Imperceptible Transfer Attack and Defense on 3D Point Cloud Classification

Although many efforts have been made into attack and defense on the 2D image domain in recent years, few methods explore the vulnerability of 3D models. Existing 3D attackers generally perform point-wise perturbation over point clouds, resulting in deformed structures or outliers, which is easily perceivable by humans. Moreover, their adversarial examples are generated under the white-box setting, which frequently suffers from low success rates when transferred to attack remote black-box models.

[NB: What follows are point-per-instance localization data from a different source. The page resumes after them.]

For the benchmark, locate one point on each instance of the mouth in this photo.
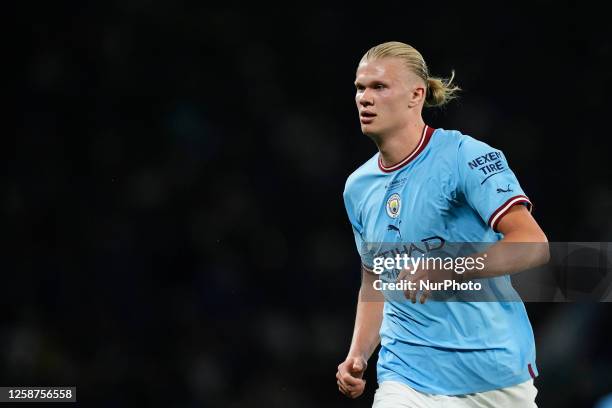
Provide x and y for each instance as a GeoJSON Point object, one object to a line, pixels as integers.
{"type": "Point", "coordinates": [366, 117]}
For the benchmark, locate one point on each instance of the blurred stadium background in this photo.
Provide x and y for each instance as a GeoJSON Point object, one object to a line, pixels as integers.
{"type": "Point", "coordinates": [176, 233]}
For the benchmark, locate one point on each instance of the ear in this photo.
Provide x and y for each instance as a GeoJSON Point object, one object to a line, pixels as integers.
{"type": "Point", "coordinates": [417, 95]}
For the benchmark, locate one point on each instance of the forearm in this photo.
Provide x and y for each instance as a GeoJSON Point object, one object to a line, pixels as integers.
{"type": "Point", "coordinates": [367, 322]}
{"type": "Point", "coordinates": [517, 251]}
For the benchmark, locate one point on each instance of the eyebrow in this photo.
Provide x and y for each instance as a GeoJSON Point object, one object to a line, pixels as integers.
{"type": "Point", "coordinates": [373, 82]}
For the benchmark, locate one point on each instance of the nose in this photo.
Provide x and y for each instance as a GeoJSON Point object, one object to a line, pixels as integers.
{"type": "Point", "coordinates": [366, 98]}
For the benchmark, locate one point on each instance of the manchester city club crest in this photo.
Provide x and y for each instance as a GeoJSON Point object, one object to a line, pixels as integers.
{"type": "Point", "coordinates": [394, 205]}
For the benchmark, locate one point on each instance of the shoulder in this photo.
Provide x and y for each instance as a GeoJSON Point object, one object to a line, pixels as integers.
{"type": "Point", "coordinates": [361, 176]}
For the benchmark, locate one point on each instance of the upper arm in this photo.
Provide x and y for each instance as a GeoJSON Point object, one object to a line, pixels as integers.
{"type": "Point", "coordinates": [519, 222]}
{"type": "Point", "coordinates": [487, 183]}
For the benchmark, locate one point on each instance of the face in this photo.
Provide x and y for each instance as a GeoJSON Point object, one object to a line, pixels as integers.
{"type": "Point", "coordinates": [387, 93]}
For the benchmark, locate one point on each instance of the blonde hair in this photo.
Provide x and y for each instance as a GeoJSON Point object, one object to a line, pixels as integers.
{"type": "Point", "coordinates": [439, 90]}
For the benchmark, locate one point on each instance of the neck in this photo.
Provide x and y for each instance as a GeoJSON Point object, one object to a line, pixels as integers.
{"type": "Point", "coordinates": [395, 147]}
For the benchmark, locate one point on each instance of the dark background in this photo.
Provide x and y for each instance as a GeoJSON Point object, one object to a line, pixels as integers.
{"type": "Point", "coordinates": [176, 234]}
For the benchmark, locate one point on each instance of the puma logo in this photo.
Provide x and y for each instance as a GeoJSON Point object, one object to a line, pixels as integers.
{"type": "Point", "coordinates": [391, 227]}
{"type": "Point", "coordinates": [501, 190]}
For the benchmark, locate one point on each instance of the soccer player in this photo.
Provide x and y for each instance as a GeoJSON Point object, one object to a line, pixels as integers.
{"type": "Point", "coordinates": [425, 183]}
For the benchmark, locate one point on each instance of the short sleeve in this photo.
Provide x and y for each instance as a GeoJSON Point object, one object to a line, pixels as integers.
{"type": "Point", "coordinates": [487, 182]}
{"type": "Point", "coordinates": [365, 253]}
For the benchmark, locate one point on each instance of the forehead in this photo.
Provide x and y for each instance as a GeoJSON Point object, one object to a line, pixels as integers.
{"type": "Point", "coordinates": [389, 69]}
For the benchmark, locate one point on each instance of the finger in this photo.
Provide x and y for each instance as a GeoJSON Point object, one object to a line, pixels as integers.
{"type": "Point", "coordinates": [424, 296]}
{"type": "Point", "coordinates": [342, 388]}
{"type": "Point", "coordinates": [351, 381]}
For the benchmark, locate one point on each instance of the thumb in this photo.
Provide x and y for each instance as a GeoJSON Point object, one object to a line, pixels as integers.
{"type": "Point", "coordinates": [357, 365]}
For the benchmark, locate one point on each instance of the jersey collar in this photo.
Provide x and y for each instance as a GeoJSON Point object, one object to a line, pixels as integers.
{"type": "Point", "coordinates": [427, 132]}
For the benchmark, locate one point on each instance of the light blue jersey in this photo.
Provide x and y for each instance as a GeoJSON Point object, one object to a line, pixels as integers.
{"type": "Point", "coordinates": [452, 188]}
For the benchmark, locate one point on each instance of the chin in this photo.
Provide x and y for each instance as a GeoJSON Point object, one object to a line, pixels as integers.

In this paper, we study 3D point cloud attacks from two new and challenging perspectives by proposing a novel Imperceptible Transfer Attack (ITA): 1) Imperceptibility: we constrain the perturbation direction of each point along its normal vector of the neighborhood surface, leading to generated examples with similar geometric properties and thus enhancing the imperceptibility. 2) Transferability: we develop an adversarial transformation model to generate the most harmful distortions and enforce the adversarial examples to resist it, improving their transferability to unknown black-box models. Further, we propose to train more robust black-box 3D models to defend against such ITA attacks by learning more discriminative point cloud representations. Extensive evaluations demonstrate that our ITA attack is more imperceptible and transferable than state-of-the-arts and validate the superiority of our defense strategy.